The Orissa High Court has stayed the imposition of safeguard duty on imported solar panels until August 20 following a petition from leading solar developer Acme Solar Holdings opposing it.
Last week, the Directorate General of Trade Restrictions (DGTR) recommended that safeguard duty on solar panels and modules imported from China and Malaysia should be imposed for two years, 25% for the first year, 20% for the first six months of the second year, and 15% for the remaining six months.
The DGTR noted that this was a fit case for safeguard duty because imports, which had spiked sharply since 2014-15, were causing “serious injury” to domestic solar equipment production. “(There has been) a significant increase in imports, (following which) domestic industry’s share of total sales of solar panels and modules has fallen from 10% of the total in 2014-15 to 4% in 2015-16 to 8% in 2016-17 and 7% in 2017-18 (up to September 2017),” its report recommending the duty, said.
Acme declined to comment on the matter. “There are serious errors in the DGTR judgment. Its main argument that excessive imports are causing major injury to the domestic industry is not correct,” said a source close to the development.

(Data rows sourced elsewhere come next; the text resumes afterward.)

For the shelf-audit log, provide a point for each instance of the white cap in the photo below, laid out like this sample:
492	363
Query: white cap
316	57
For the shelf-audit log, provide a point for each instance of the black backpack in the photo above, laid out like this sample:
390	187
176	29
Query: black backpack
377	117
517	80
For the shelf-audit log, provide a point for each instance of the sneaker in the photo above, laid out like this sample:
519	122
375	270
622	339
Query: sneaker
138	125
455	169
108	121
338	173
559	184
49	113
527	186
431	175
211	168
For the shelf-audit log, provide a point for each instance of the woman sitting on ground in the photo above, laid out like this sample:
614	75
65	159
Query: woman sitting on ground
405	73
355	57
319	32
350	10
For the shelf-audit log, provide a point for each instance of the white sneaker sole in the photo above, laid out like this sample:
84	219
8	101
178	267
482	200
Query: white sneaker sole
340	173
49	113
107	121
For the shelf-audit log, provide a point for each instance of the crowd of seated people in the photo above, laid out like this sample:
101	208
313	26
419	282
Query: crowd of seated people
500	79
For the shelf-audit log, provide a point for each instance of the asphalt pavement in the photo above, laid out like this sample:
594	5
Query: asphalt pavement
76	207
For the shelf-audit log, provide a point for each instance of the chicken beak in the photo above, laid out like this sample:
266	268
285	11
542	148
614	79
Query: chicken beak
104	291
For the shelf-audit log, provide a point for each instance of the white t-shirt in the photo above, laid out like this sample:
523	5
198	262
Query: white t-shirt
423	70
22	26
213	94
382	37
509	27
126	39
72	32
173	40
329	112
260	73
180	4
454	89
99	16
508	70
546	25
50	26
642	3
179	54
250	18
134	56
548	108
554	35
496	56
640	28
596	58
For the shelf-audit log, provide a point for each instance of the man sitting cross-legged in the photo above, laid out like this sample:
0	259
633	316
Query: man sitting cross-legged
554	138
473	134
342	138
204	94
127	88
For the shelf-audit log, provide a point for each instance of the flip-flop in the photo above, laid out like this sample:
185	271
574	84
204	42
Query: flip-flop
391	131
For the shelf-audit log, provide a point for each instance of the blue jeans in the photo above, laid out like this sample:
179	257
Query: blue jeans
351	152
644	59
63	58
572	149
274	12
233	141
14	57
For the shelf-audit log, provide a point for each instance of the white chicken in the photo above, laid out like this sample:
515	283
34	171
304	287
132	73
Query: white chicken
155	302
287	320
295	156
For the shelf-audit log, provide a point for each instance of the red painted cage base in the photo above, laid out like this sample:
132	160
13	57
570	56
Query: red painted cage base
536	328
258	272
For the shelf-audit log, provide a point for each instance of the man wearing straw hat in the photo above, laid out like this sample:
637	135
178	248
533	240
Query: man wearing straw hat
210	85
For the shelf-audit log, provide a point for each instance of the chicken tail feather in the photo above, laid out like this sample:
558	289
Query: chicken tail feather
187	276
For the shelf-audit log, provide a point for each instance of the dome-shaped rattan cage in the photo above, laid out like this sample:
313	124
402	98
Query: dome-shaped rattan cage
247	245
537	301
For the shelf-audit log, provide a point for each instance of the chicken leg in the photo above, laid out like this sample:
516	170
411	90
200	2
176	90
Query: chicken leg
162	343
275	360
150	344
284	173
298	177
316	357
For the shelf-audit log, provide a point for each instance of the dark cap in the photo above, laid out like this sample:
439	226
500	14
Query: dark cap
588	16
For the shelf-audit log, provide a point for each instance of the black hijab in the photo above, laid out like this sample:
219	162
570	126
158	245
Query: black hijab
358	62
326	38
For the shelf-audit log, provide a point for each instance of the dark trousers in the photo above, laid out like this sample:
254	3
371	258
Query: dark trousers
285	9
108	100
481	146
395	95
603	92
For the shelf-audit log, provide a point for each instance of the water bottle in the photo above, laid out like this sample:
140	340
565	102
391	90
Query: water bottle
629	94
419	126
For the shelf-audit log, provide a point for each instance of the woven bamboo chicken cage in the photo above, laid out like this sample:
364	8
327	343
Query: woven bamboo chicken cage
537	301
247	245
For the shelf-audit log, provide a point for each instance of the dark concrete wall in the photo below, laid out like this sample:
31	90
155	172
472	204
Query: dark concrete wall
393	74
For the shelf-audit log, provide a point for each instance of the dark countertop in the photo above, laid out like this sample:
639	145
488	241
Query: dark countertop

The DGTR’s recommendation had said that the impact of the duty would be passed on to the discoms which bought power from the developers. But the source noted that if developers of already sanctioned solar projects increased their tariffs in response, there was no guarantee that state power regulators and state discoms would agree to paying more.
“The report says that such projects will not be affected but there is no guarantee from the state discoms yet that they will bear the extra cost,” said the source. “Only recent tenders of SECI (Solar Energy Corporation of India) and NTPC have provided clarity on the pass-through mechanism.”
“There is no guarantee that the state regulatory commissions will agree to bear the impact of the duty. Acme getting a stay order is good for developers,” said another industry source.
Solar power tariffs are currently around Rs 2.75 per unit, which is on par with conventional energy, but with the imposition of safeguard duty, they are bound to rise.
The DGTR’s decision followed a petition from the Indian Solar Manufacturers Association (ISMA), a body of domestic solar manufacturers, filed last December. In a preliminary finding in January this year, a safeguard duty of 70% for 200 days on solar imports had been recommended.